Method	Generation Time (s)	Detection Time (ms)	Extra Memory (B)
KGW	11.50	33.81	0
SWEET	11.51	44.27	1.3
MorphMark_exp	11.36	34.17	0

Key Findings¶

MorphMark significantly leads in robustness (after a 30% Word Substitution attack), with TPR@1% increasing from 0.8050 (KGW) to 0.9600.
Text quality (PPL) is even lower (better), breaking the conventional perception of a trade-off between effectiveness and quality.
It requires no extra memory or computational overhead, and the generation time is even slightly faster than the baseline.
The exponential growth function (exp) performs the best overall, while the linear and logarithmic variants also remain competitive.

Highlights & Insights¶

Theory-Driven Design: The adaptive strategy is derived through rigorous multi-objective optimization theory rather than heuristic parameter tuning.
Breaking the Effectiveness-Quality Trade-off: Proves theoretically for the first time that an optimal dynamic watermark strength exists, which can simultaneously improve both objectives.
Critical Role of \(P_G\): Reveals the core impact of the cumulative green list probability on the watermarking trade-off for the first time, providing a theoretical foundation for subsequent work.
The completely model-free design grants it extremely high value for practical deployment.
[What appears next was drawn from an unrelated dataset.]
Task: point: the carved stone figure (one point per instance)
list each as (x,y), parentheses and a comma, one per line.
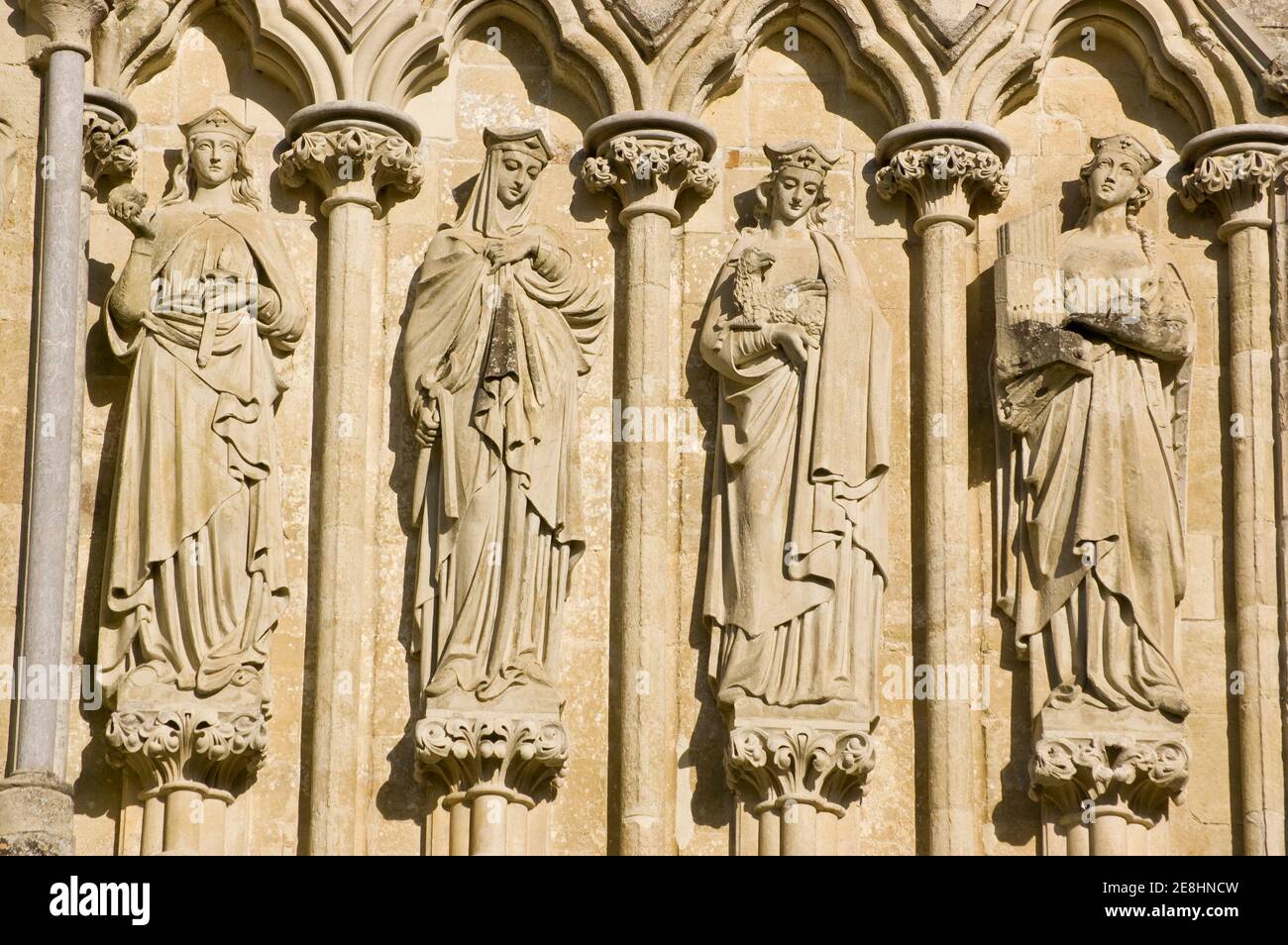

Limitations & Future Work¶

The specific form of the adaptive function \(\varphi(P_G)\) (linear/exponential/logarithmic) and the parameters \(p_0, k\) need to be tuned for different models.
The theoretical analysis is based on single-token generation and does not consider cumulative effects in long sequences.
The experimented model sizes are relatively small (OPT-1.3B/2.7B) and have not been validated on larger models (e.g., 70B+).
The performance differences across different text domains (code, mathematics, creative writing, etc.) have not been thoroughly analyzed.

KGW (Kirchenbauer et al., 2023) serves as the theoretical foundation and unified baseline for this work.
SWEET and EWD are the closest competing methods, which also adopt entropy-aware strategies but require auxiliary models.
Insight: The adaptive approach can be extended to other scenarios requiring a quality-effectiveness trade-off (e.g., noise injection in differential privacy).

Rating¶

Novelty: ⭐⭐⭐⭐ — Theory-driven adaptive watermarking is a meaningful contribution.
Technical Depth: ⭐⭐⭐⭐⭐ — Complete derivation and proof of multi-objective optimization theory.
Practicality: ⭐⭐⭐⭐⭐ — Model-free, zero extra overhead, plug-and-play.
Experimental Thoroughness: ⭐⭐⭐ — Model sizes are relatively small, could be extended to larger models.